Kenyan President Uhuru Kenyatta, Rwandan President Paul Kagame and Ugandan President Yoweri Museveni met in Uganda where they agreed to extend an earlier Kenya-Uganda pipeline construction project to Rwanda.

Ugandan Foreign Affairs Minister Sam Kutesa read a joint communiqué from the presidents after the tripartite meeting, and said the three countries also agreed to work on a second pipeline.

"The first pipeline is the extension of the current one that brings oil products from Mombasa to Eldoret in Kenya to Kampala (Uganda) and Kigali (Rwanda)," Kutesa told reporters at the State House in Uganda on Wednesday. "The pipeline will be configured to also have a reverse mechanism so that when we have our own finished products it can pump those products backwards."

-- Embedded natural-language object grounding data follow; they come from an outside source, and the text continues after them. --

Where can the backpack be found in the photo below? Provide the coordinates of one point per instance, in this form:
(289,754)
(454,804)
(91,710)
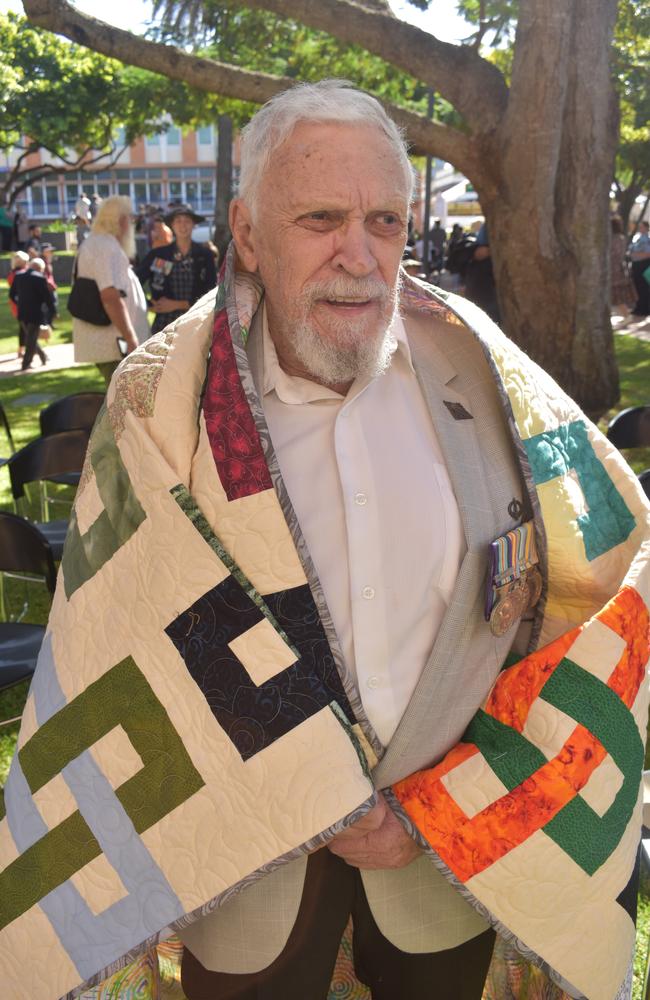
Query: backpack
(461,253)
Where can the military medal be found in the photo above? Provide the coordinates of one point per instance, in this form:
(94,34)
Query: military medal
(515,582)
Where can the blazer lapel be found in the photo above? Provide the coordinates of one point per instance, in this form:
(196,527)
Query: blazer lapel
(466,657)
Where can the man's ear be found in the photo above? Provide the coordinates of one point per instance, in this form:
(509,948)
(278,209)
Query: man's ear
(241,227)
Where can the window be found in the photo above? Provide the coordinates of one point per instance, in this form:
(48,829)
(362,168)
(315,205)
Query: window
(52,197)
(207,196)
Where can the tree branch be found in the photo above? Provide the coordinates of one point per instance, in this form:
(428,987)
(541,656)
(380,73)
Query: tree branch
(206,74)
(474,86)
(168,60)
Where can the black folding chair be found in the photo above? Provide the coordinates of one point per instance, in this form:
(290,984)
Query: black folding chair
(42,459)
(644,479)
(71,413)
(23,550)
(630,428)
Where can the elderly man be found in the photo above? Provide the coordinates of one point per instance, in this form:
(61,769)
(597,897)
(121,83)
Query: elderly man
(352,626)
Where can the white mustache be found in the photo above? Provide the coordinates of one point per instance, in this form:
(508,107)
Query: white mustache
(348,289)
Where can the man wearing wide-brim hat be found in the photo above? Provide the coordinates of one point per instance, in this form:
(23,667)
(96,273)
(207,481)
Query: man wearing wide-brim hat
(177,275)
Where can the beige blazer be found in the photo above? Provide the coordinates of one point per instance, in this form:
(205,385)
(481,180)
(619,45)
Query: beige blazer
(415,907)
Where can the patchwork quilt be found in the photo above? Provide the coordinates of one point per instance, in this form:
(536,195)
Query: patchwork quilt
(187,729)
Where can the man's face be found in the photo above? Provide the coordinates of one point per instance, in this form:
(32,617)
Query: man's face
(327,239)
(182,226)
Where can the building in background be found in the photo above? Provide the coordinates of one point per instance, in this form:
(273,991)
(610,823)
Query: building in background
(173,166)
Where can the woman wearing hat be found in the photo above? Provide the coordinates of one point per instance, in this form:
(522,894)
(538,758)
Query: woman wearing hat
(179,274)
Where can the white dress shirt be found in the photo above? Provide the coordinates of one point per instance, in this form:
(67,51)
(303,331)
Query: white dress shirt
(371,491)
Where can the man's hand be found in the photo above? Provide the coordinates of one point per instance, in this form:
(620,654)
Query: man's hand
(377,840)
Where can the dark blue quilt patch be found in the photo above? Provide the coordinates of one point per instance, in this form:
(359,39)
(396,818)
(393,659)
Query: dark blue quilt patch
(252,715)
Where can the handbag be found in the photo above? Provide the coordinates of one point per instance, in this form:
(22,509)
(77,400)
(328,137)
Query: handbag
(84,301)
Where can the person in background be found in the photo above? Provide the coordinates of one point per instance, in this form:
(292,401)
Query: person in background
(19,263)
(104,257)
(161,235)
(179,274)
(479,277)
(437,239)
(34,245)
(33,296)
(639,251)
(6,228)
(48,257)
(95,202)
(82,217)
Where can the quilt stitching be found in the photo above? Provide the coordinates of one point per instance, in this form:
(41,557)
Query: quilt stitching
(543,794)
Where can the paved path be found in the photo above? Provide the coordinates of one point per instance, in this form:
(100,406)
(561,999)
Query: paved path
(62,355)
(59,356)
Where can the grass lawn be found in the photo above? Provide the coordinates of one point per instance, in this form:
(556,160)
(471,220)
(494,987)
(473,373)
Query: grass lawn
(634,364)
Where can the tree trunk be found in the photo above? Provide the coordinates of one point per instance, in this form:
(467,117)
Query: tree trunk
(549,224)
(224,184)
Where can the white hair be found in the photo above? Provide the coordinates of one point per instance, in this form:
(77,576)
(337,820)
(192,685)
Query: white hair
(334,101)
(109,214)
(19,259)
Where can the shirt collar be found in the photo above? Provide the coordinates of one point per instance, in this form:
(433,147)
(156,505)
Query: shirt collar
(293,389)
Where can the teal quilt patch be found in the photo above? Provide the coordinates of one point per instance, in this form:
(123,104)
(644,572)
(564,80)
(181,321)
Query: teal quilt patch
(608,520)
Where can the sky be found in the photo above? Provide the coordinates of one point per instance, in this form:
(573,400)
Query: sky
(441,20)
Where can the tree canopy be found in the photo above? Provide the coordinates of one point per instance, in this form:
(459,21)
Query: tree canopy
(62,98)
(538,144)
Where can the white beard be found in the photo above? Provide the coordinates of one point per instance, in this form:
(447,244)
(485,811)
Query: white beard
(352,351)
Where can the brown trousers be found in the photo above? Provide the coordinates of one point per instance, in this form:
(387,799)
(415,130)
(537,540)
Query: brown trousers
(333,891)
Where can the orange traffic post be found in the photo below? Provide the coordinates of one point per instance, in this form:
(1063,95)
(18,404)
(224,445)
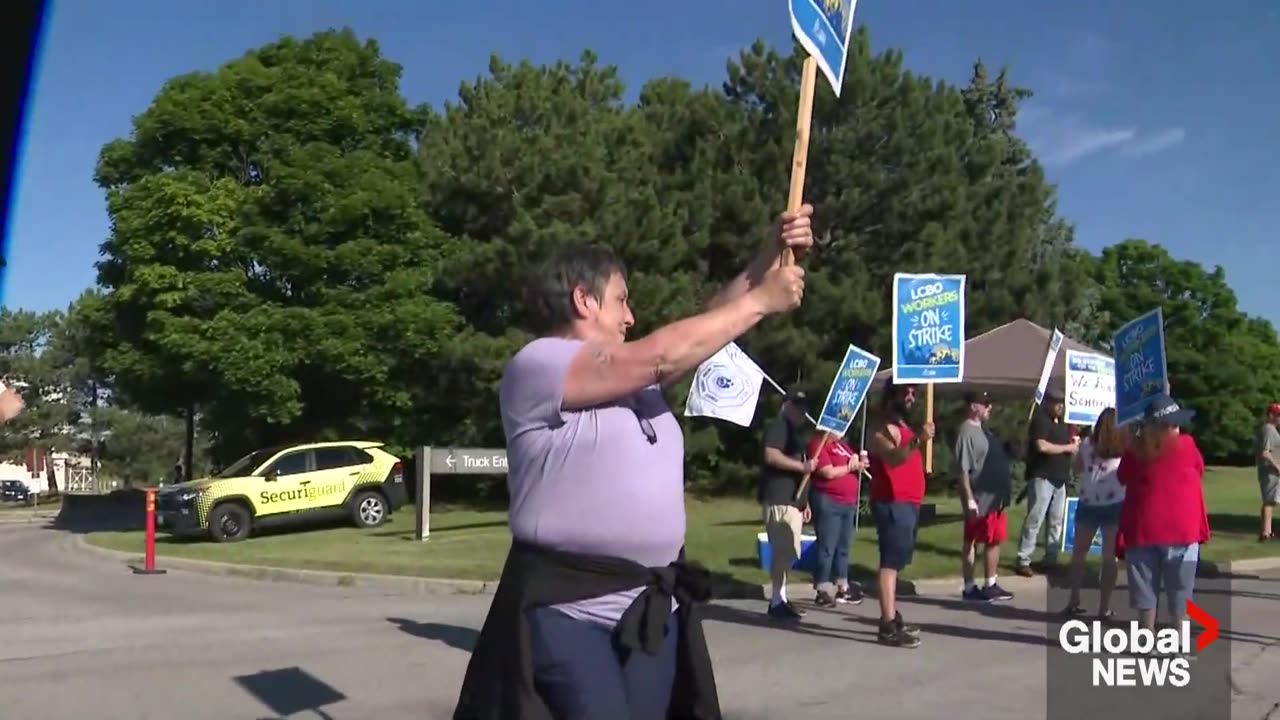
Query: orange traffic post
(149,561)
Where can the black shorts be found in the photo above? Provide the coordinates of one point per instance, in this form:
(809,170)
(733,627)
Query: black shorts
(896,525)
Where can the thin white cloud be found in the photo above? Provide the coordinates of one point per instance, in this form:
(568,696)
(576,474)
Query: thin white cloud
(1061,140)
(1157,142)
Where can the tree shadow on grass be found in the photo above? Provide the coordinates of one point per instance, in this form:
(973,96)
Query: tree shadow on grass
(1234,523)
(964,632)
(410,534)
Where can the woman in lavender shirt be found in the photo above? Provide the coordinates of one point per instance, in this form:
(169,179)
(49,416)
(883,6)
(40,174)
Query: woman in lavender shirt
(595,458)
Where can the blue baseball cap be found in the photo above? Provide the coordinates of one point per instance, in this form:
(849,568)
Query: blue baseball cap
(1166,410)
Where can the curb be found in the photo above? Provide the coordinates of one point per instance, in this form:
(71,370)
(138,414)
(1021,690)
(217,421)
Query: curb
(23,518)
(401,584)
(725,589)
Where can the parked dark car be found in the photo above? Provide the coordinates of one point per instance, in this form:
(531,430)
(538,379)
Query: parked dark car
(14,491)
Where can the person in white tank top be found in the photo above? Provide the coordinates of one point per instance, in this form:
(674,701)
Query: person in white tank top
(1101,500)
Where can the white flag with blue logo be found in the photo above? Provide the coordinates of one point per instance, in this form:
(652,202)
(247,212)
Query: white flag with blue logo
(726,386)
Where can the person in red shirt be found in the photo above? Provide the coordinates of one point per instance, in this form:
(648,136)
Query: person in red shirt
(1164,519)
(833,501)
(896,492)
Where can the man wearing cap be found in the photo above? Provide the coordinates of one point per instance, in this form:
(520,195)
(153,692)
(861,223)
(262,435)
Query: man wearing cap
(781,472)
(986,488)
(896,492)
(1269,466)
(1050,446)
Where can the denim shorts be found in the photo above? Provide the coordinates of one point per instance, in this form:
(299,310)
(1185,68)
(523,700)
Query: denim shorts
(896,524)
(1161,566)
(1100,515)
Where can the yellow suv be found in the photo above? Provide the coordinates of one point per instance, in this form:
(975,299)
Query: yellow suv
(287,484)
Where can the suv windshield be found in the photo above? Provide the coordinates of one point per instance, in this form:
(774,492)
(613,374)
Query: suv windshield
(247,464)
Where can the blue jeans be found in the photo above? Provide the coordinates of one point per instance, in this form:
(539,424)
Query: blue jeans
(833,523)
(1045,502)
(1169,568)
(580,675)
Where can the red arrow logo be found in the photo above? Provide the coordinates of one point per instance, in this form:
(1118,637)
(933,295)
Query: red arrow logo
(1207,621)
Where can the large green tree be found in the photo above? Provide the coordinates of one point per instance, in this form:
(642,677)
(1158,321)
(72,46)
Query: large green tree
(1219,358)
(269,260)
(906,174)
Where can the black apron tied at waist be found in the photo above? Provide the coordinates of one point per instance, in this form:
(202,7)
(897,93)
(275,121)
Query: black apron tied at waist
(644,623)
(499,684)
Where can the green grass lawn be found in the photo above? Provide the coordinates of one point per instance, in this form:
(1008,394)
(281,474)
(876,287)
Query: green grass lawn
(41,504)
(471,545)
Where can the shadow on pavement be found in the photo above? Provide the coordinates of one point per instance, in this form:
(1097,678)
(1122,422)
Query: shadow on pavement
(453,636)
(996,610)
(289,691)
(118,511)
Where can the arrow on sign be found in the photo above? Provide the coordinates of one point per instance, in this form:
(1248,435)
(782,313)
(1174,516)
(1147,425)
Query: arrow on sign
(1207,621)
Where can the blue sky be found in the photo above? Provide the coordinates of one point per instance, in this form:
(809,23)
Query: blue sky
(1156,119)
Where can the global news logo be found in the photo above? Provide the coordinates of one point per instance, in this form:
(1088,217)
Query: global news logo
(1134,656)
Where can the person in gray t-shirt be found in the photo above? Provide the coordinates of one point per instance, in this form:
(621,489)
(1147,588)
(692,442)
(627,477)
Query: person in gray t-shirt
(986,488)
(1267,454)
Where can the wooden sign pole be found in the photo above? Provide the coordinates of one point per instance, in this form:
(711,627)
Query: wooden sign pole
(928,418)
(795,199)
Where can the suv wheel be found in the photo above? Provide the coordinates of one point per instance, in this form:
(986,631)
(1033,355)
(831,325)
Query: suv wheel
(229,523)
(370,510)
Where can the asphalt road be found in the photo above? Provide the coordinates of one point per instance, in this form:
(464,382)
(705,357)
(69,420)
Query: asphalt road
(83,638)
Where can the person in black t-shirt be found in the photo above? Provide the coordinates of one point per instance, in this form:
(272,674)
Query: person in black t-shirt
(782,468)
(1050,446)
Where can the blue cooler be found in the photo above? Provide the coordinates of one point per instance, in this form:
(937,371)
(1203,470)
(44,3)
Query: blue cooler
(808,559)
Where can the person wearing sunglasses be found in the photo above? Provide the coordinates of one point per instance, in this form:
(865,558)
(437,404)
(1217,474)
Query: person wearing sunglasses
(597,607)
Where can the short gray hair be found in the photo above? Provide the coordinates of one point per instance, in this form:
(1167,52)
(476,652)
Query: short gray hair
(551,288)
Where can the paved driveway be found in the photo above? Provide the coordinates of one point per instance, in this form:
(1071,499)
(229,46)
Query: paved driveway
(82,638)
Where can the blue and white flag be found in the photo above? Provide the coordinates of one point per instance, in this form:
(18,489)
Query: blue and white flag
(1142,367)
(848,391)
(726,386)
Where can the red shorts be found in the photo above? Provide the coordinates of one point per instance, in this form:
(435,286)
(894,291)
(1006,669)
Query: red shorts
(987,529)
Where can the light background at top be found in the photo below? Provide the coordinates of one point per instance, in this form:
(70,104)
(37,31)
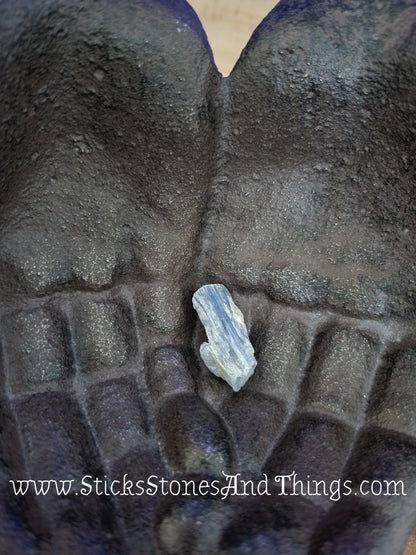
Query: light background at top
(229,24)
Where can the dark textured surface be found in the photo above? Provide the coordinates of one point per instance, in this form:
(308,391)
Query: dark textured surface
(131,174)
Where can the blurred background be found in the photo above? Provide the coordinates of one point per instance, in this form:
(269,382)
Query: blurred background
(229,24)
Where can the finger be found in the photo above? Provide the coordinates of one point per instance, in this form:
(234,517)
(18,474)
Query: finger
(321,434)
(282,350)
(193,437)
(381,470)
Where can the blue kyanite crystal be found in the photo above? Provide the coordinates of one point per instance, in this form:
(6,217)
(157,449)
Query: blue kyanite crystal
(228,353)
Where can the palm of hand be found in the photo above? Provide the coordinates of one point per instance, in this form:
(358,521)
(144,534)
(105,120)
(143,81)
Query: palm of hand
(134,175)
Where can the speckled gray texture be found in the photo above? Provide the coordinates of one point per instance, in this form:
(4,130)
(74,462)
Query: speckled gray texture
(132,174)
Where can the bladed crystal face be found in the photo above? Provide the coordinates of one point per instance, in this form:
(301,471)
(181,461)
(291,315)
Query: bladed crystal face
(131,173)
(228,353)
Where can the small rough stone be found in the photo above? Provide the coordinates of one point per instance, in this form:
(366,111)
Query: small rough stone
(228,353)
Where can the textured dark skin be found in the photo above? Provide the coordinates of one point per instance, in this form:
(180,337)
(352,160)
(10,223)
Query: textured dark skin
(131,174)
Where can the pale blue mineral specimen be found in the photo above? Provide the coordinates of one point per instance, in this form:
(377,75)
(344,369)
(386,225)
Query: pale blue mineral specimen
(228,353)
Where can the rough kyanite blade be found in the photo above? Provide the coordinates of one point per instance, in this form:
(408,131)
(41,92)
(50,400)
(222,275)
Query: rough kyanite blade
(130,173)
(228,353)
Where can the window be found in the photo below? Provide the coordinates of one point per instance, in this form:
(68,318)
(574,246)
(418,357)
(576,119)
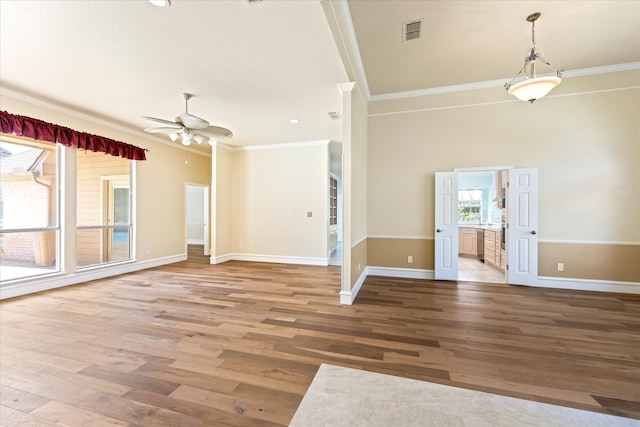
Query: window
(103,209)
(469,206)
(29,222)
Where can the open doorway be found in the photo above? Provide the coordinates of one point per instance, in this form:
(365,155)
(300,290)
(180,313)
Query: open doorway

The second pipeline will be constructed to carry crude oil from Kampala to Lamu, Kutesa said.

The agreement did not give a timetable or cost for the construction, however, the Kenya-Uganda pipeline project was to cost 26 billion Kenyan shillings ($302 million).

Kenya and Uganda have been jointly seeking a contractor to construct the 320-kilometer pipeline, according to outgoing Ministry of Energy Permanent Secretary Patrick Nyoike. The two countries were seeking a new contractor after terminating the contract of Tamoil East Africa Limited in September 2012 over delays, he said.

The agreement comes at a crucial time when Uganda and Kenya have discovered commercially viable oil deposits, he said, and the project will help improve economic ties between the neighboring countries.

"The pipeline will eradicate the current tanker transportation and subsequently reduce the price of oil for consumers," he told Sabahi.

Besides improving transport time, the pipeline will also reduce frequent road accidents involving tankers crossing borders, said Kenya's Cabinet Secretary for East African Affairs Phyllis Kandie.

Currently, the two countries import oil products from the Gulf region through the Indian Ocean to the port of Mombasa where there are refineries.

Kandie said the pipeline would not only benefit Uganda, Kenya and Rwanda, but also Tanzania and Burundi. Reduced cost of oil transportation will also bring down production costs and improve the living standards of people in the region, she told Sabahi.

The pipeline project is one of several reached by Kenya, Uganda and Rwanda. The countries also agreed to fast track implementation of the East African Community (EAC) e-identity card and tourism visa, to enhance electricity generation, and to revamp the railway networks and build a standard gauge railway line in Kenya and Uganda that will be extended to Rwanda.

Kenya will oversee issues of electricity generation and distribution as well as oil pipeline development, Uganda will spearhead the issues of railway development and political federation, and Rwanda will be responsible for the issues of customs, the single tourist visa, and EAC e-identity card.

Despite the promises, Kenyan oil tanker drivers received the news of the pipeline construction with mixed feelings.

Johnstone Njoroge, a 45-year-old Kenyan tanker operator who transports oil from Mombasa port to Uganda and Rwanda, said the pipeline threatens the livelihoods of many families who rely on transportation.

"I have been in the transport industry for seven years," he said. "Ten months ago I managed to buy my own tanker that I transport oil with."

"The Kenya-Uganda-Rwanda pipeline is not good for me because if by any chance it is fast tracked and completed in under two years, I will not have recouped the money I bought the tanker with," he said.

Mohammed Hussein Abdille, 36, who also owns an oil tanker, said the pipeline would not affect his business.

The pipeline will only do away with long distance transportation, but the opportunities to transport oil products within the country remain, he told Sabahi.

"The governments should fast track integration of the East African Community because that would allow transporters to freely do business in any of the countries," he said.